Causes of respiratory distress
A wide variety of congenital and acquired disorders can present in the newborn period as respiratory distress (Box 11.3.1). A systematic approach, which includes taking a thorough history, performing a complete physical examination and undertaking ancillary investigations, will readily determine most of these. The most common causes are explained in greater detail below.
Box 11.3.1 Causes of respiratory distress
• Infection (e.g. congenital infection, acquired infection)
• Retained fetal lung fluid, also known as transient tachypnoea of the newborn or ‘wet lung’
• Infant respiratory distress syndrome, also known as hyaline membrane disease
• Pulmonary air leak (e.g. pneumothorax, pneumomediastinum, pneumopericardium, pulmonary interstitial emphysema)
• Aspiration (including meconium aspiration syndrome, blood, liquor amnii and milk)
• Surgical conditions (congenital diaphragmatic hernia, cystic hygroma, haemangioma, congenital lobar emphysema, congenital cystic adenomatoid malformation, sequestration of lung, lung cysts)
• Pulmonary hypoplasia (e.g. oligohydramnios from prolonged premature rupture of membranes or decreased fetal urine output, space-occupying thoracic lesions, fetal dyskinesia)

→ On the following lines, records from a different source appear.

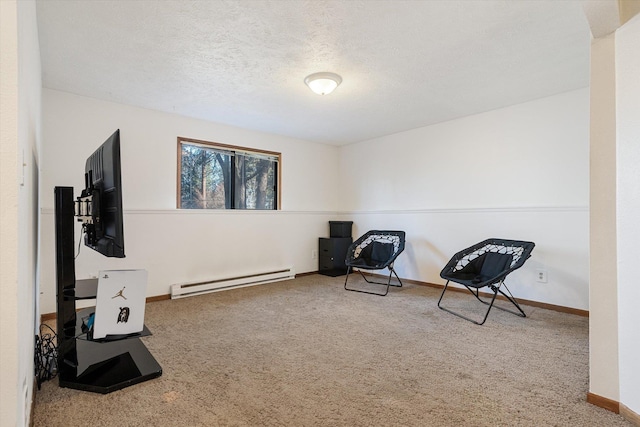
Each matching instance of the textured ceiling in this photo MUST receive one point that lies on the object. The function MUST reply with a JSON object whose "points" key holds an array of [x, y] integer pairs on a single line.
{"points": [[404, 64]]}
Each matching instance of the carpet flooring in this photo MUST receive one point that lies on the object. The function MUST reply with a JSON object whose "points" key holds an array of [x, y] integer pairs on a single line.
{"points": [[305, 352]]}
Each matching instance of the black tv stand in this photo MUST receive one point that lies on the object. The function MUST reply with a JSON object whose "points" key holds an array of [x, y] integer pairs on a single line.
{"points": [[100, 366]]}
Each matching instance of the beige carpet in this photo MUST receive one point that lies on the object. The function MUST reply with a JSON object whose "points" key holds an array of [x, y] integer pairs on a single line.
{"points": [[308, 353]]}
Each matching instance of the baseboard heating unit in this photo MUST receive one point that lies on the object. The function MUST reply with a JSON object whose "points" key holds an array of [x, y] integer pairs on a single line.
{"points": [[182, 290]]}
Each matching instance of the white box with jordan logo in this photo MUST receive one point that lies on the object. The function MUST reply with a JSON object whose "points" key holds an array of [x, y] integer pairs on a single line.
{"points": [[120, 303]]}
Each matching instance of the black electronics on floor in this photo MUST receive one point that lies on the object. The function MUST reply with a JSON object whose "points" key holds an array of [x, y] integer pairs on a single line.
{"points": [[333, 250]]}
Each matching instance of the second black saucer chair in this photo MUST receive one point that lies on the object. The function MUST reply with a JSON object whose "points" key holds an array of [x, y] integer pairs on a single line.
{"points": [[375, 250], [486, 264]]}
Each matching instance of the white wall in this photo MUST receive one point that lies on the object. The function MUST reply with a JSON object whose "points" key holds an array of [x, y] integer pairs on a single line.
{"points": [[19, 144], [628, 209], [181, 246], [520, 172], [603, 310]]}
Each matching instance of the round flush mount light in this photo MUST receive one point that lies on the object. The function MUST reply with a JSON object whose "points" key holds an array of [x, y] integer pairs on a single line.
{"points": [[323, 83]]}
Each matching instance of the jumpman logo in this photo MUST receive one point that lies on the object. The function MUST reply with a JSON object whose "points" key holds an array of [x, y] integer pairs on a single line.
{"points": [[119, 294]]}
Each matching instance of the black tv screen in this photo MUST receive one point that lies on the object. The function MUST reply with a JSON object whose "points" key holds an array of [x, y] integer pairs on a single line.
{"points": [[104, 184]]}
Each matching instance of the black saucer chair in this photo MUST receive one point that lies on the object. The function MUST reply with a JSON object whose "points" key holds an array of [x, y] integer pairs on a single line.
{"points": [[375, 250], [487, 264]]}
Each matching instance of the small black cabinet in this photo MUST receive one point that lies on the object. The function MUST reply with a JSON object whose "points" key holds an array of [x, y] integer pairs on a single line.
{"points": [[333, 251]]}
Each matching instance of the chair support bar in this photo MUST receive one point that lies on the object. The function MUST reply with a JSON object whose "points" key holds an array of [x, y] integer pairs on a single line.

• Chronic neonatal lung disease
• Airway obstruction (e.g. choanal atresia, oesophageal atresia with tracheo-oesophageal fistula, micrognathia, laryngomalacia, tracheomalacia, vascular ring, subglottic stenosis)
• Cardiac disease (e.g. pulmonary hypertension, transposition of the great arteries with intact septum, total anomalous pulmonary venous return, patent ductus arteriosus, large ventriculoseptal defect, atrioventricular canal)

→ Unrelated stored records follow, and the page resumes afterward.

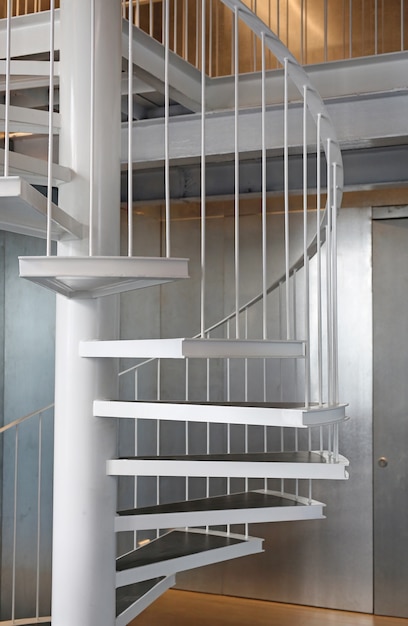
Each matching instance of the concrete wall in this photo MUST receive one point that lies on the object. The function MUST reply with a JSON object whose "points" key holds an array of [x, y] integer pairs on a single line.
{"points": [[27, 313], [324, 563]]}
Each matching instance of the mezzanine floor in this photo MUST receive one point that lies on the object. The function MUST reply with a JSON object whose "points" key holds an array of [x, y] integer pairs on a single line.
{"points": [[182, 608]]}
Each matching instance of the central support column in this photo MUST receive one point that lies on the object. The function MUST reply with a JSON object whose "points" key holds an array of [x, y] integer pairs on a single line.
{"points": [[84, 497]]}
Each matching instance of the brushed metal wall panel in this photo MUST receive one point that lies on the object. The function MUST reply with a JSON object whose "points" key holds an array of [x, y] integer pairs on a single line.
{"points": [[390, 283], [327, 562]]}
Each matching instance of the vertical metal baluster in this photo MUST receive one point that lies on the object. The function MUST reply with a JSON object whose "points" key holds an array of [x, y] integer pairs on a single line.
{"points": [[329, 276], [186, 30], [210, 39], [158, 424], [305, 254], [375, 26], [186, 427], [334, 290], [166, 123], [203, 171], [135, 481], [264, 177], [92, 131], [236, 169], [264, 224], [175, 17], [37, 583], [228, 400], [336, 443], [130, 130], [50, 129], [13, 582], [254, 37], [319, 265], [286, 192], [197, 33], [7, 95]]}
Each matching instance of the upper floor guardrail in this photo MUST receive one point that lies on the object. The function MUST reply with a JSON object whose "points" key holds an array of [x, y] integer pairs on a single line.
{"points": [[315, 31]]}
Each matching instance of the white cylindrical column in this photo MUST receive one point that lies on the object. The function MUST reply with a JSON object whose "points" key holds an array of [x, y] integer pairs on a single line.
{"points": [[84, 497]]}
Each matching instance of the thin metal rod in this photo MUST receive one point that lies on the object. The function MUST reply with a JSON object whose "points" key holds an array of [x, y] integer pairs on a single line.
{"points": [[135, 482], [286, 191], [375, 26], [264, 174], [7, 99], [130, 129], [203, 170], [13, 589], [166, 124], [236, 162], [185, 15], [319, 264], [210, 39], [329, 274], [175, 4], [305, 254], [334, 290], [197, 32], [246, 360], [50, 129], [92, 131], [37, 583]]}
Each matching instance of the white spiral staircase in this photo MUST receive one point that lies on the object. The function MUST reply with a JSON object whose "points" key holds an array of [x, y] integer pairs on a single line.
{"points": [[300, 441]]}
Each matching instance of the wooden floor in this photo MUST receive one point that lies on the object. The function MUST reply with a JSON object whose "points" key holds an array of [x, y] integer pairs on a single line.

• Other respiratory causes (pulmonary haemorrhage, pulmonary lymphangiectasia, pleural/chylous effusions, hydrops fetalis, eventration of the diaphragm)
• Abdominal distension (e.g. bowel obstruction, necrotizing enterocolitis, massive ascites)
• Other – severe anaemia, polycythaemia, ischaemia, metabolic disease, increased metabolic demand such as hyperthermia, acidaemia, decreased chest wall compliance (e.g. severe oedema or skeletal dysplasia)
It is important to remember that not all cases of respiratory distress are caused by respiratory disease. One of the most common non-respiratory causes is metabolic acidosis (as seen in hypoxic ischaemic encephalopathy); the baby compensates for the acidosis by increasing the respiratory effort in order to clear more carbon dioxide. Some of the other non-respiratory causes of respiratory distress are listed in (Box 11.3.1.)